Meet the Participants

Lyndsey Gray
Lyndsey Gray is a global health researcher, microbiologist and infectious disease epidemiologist who lead disease prevention studies in Latin America and West Africa. Previously, she was also a community health Peace Corps volunteer in Peru. She is currently a Science Diplomacy Exchange and Learning Fellow through the National Science Policy Network, chairing the organization’s Science Diplomacy Committee.

W. Robert Pearson
Former ambassador W. Robert Pearson served as U.S. ambassador to Turkey from 2000 to 2003. He was director general of the U.S. Foreign Service from 2003 to 2006, repositioning the American Foreign Service to meet the new challenges of the 21st century.
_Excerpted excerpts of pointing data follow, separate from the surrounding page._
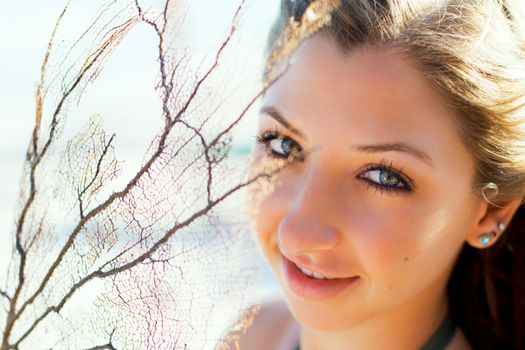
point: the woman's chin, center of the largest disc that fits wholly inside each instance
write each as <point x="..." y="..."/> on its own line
<point x="322" y="316"/>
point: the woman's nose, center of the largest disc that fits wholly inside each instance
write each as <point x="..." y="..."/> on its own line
<point x="310" y="224"/>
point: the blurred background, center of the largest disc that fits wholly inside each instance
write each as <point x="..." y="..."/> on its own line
<point x="122" y="99"/>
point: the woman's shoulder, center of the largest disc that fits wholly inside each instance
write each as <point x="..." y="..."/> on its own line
<point x="273" y="328"/>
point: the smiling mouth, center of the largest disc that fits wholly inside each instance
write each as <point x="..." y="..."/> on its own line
<point x="310" y="274"/>
<point x="311" y="285"/>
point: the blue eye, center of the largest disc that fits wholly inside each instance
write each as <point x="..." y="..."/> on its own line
<point x="385" y="178"/>
<point x="279" y="146"/>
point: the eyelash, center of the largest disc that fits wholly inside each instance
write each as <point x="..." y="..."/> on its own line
<point x="264" y="138"/>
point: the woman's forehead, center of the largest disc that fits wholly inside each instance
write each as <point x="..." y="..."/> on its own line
<point x="369" y="94"/>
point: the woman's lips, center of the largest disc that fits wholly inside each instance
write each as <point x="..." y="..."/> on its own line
<point x="310" y="288"/>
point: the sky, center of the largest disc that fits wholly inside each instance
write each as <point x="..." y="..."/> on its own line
<point x="25" y="28"/>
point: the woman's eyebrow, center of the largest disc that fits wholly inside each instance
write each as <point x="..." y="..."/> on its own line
<point x="375" y="148"/>
<point x="395" y="147"/>
<point x="275" y="114"/>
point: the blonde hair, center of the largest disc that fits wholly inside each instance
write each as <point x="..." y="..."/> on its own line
<point x="474" y="53"/>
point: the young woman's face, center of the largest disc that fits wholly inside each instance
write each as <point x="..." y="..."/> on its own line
<point x="379" y="200"/>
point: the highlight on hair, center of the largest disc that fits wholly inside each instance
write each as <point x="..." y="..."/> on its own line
<point x="473" y="51"/>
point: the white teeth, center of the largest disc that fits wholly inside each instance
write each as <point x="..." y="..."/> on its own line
<point x="311" y="273"/>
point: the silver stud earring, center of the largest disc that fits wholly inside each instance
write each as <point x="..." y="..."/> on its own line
<point x="487" y="237"/>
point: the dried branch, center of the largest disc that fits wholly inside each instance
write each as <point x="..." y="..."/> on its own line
<point x="116" y="234"/>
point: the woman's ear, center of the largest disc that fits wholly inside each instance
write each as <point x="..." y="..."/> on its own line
<point x="492" y="222"/>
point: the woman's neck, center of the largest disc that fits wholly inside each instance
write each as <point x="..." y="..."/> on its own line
<point x="407" y="326"/>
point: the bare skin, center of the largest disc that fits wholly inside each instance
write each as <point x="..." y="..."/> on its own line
<point x="382" y="199"/>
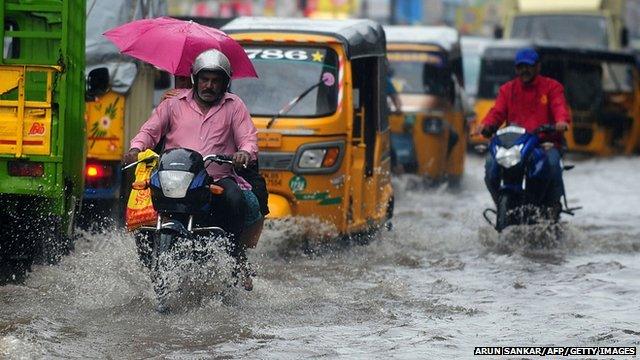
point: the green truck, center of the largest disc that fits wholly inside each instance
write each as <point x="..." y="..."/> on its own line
<point x="42" y="127"/>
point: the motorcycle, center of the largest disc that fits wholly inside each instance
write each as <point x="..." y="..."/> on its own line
<point x="520" y="157"/>
<point x="181" y="192"/>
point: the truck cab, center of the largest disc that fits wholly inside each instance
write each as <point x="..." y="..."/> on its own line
<point x="583" y="23"/>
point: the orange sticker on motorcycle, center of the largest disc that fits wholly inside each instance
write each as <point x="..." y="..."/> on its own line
<point x="37" y="129"/>
<point x="544" y="100"/>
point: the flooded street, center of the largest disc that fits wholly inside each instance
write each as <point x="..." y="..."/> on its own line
<point x="437" y="285"/>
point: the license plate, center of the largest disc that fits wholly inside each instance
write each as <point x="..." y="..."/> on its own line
<point x="269" y="140"/>
<point x="273" y="178"/>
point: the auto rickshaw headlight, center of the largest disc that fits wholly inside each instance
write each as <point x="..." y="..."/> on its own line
<point x="318" y="158"/>
<point x="331" y="157"/>
<point x="433" y="126"/>
<point x="312" y="158"/>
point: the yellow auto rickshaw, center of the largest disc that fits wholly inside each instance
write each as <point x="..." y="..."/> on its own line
<point x="601" y="87"/>
<point x="318" y="105"/>
<point x="427" y="137"/>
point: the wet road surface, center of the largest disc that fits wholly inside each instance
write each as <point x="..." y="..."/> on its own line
<point x="437" y="285"/>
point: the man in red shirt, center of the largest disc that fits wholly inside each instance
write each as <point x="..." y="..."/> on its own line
<point x="530" y="101"/>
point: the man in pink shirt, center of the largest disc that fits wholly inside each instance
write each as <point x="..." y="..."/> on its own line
<point x="209" y="120"/>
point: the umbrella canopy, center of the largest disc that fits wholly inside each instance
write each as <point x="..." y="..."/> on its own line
<point x="173" y="44"/>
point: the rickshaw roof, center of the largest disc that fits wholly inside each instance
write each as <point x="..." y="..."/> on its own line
<point x="360" y="37"/>
<point x="445" y="37"/>
<point x="506" y="49"/>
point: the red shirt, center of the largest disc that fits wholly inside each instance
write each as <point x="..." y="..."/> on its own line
<point x="530" y="106"/>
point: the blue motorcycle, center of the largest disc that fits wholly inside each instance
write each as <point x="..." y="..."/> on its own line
<point x="520" y="160"/>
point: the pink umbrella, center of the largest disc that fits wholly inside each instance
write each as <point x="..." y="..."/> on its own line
<point x="173" y="44"/>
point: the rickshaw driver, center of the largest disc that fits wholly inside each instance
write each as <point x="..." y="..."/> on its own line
<point x="210" y="120"/>
<point x="530" y="101"/>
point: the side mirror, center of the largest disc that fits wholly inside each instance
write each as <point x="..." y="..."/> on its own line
<point x="356" y="98"/>
<point x="498" y="32"/>
<point x="97" y="83"/>
<point x="624" y="37"/>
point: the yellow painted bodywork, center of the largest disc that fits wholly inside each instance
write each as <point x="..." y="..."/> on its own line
<point x="602" y="142"/>
<point x="105" y="126"/>
<point x="482" y="107"/>
<point x="431" y="149"/>
<point x="26" y="123"/>
<point x="347" y="199"/>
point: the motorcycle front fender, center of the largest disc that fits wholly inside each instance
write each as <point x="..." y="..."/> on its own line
<point x="174" y="228"/>
<point x="279" y="207"/>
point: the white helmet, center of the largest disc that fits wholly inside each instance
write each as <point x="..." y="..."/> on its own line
<point x="211" y="60"/>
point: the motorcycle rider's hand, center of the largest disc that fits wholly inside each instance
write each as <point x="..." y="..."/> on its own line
<point x="487" y="131"/>
<point x="241" y="159"/>
<point x="130" y="156"/>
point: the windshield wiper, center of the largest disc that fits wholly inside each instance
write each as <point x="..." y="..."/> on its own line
<point x="293" y="103"/>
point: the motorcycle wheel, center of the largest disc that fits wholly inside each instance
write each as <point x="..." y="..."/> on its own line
<point x="160" y="269"/>
<point x="503" y="218"/>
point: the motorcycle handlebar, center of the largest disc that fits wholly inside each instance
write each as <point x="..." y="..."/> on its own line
<point x="220" y="159"/>
<point x="545" y="128"/>
<point x="129" y="166"/>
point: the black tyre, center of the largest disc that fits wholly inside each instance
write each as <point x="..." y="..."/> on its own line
<point x="504" y="215"/>
<point x="161" y="264"/>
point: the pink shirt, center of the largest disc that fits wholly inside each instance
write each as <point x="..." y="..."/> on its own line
<point x="223" y="130"/>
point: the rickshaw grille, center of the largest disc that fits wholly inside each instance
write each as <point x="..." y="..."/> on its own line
<point x="276" y="161"/>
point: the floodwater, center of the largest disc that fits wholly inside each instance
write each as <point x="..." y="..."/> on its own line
<point x="437" y="285"/>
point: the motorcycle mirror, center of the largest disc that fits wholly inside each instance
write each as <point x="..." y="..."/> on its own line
<point x="481" y="148"/>
<point x="216" y="189"/>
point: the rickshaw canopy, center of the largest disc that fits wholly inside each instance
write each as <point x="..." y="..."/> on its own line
<point x="360" y="37"/>
<point x="444" y="37"/>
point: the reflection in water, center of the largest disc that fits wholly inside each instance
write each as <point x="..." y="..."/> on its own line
<point x="441" y="283"/>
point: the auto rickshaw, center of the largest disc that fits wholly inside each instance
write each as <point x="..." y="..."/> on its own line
<point x="319" y="106"/>
<point x="602" y="89"/>
<point x="427" y="137"/>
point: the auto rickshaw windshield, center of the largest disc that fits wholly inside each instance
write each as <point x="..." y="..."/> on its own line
<point x="285" y="73"/>
<point x="562" y="28"/>
<point x="434" y="79"/>
<point x="494" y="73"/>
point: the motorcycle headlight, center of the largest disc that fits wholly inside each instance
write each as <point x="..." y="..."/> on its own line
<point x="509" y="157"/>
<point x="175" y="183"/>
<point x="311" y="158"/>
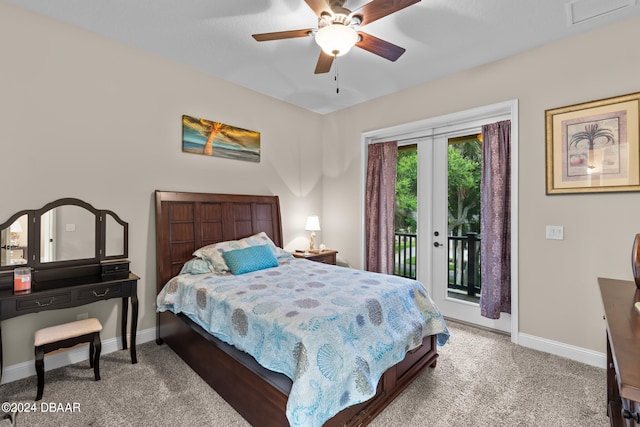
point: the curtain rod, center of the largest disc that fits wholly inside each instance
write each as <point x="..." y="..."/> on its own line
<point x="401" y="140"/>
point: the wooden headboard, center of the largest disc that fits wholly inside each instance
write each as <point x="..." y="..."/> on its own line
<point x="188" y="221"/>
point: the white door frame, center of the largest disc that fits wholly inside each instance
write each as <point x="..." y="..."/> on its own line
<point x="425" y="127"/>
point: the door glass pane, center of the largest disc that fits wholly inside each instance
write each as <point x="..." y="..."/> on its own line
<point x="464" y="172"/>
<point x="406" y="216"/>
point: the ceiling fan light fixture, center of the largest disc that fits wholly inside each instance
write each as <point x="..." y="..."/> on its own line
<point x="336" y="39"/>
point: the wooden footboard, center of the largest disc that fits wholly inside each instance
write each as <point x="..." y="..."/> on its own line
<point x="260" y="395"/>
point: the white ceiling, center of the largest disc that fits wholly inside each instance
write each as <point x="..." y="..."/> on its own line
<point x="441" y="37"/>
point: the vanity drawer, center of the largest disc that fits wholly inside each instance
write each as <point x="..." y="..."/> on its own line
<point x="101" y="292"/>
<point x="50" y="301"/>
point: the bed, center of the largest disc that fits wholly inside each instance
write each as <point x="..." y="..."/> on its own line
<point x="186" y="222"/>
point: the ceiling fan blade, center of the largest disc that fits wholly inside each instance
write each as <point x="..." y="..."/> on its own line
<point x="318" y="6"/>
<point x="380" y="47"/>
<point x="377" y="9"/>
<point x="324" y="63"/>
<point x="279" y="35"/>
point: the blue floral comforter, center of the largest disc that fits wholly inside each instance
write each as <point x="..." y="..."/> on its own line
<point x="332" y="330"/>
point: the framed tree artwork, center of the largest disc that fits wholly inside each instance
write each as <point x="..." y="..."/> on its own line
<point x="594" y="147"/>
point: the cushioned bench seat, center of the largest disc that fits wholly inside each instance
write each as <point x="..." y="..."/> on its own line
<point x="64" y="336"/>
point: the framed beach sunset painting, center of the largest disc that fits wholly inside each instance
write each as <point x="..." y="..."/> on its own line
<point x="200" y="136"/>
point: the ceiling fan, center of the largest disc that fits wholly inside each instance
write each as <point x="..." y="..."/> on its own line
<point x="336" y="33"/>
Pearson is the president of American Diplomacy Publishers and DUCIGS/Rethinking Diplomacy Program Fellow. 

Marcie B. Ries 
Marcie B. Ries is a retired ambassador with more than 35 years of diplomatic experience in Europe, the Caribbean and the Middle East. She served as head of the U.S. Mission in Kosovo (2003-2004), United States Ambassador to Albania (2004-2007) and as United States Ambassador to Bulgaria (2012-2015). She was the senior State Department representative on the negotiating team for the New Strategic Arms Reduction Treaty (START) between the United States and Russia. Ries is also a former senior fellow at the Harvard Kennedy School’s Belfer Center for Science and International Affairs, where she co-authored the report, “A U.S. Diplomatic Service for the 21st Century.” 

The DUCIGS/Rethinking Diplomacy Program is supported by a grant from the Josiah Charles Trent Memorial Foundation Endowment Fund.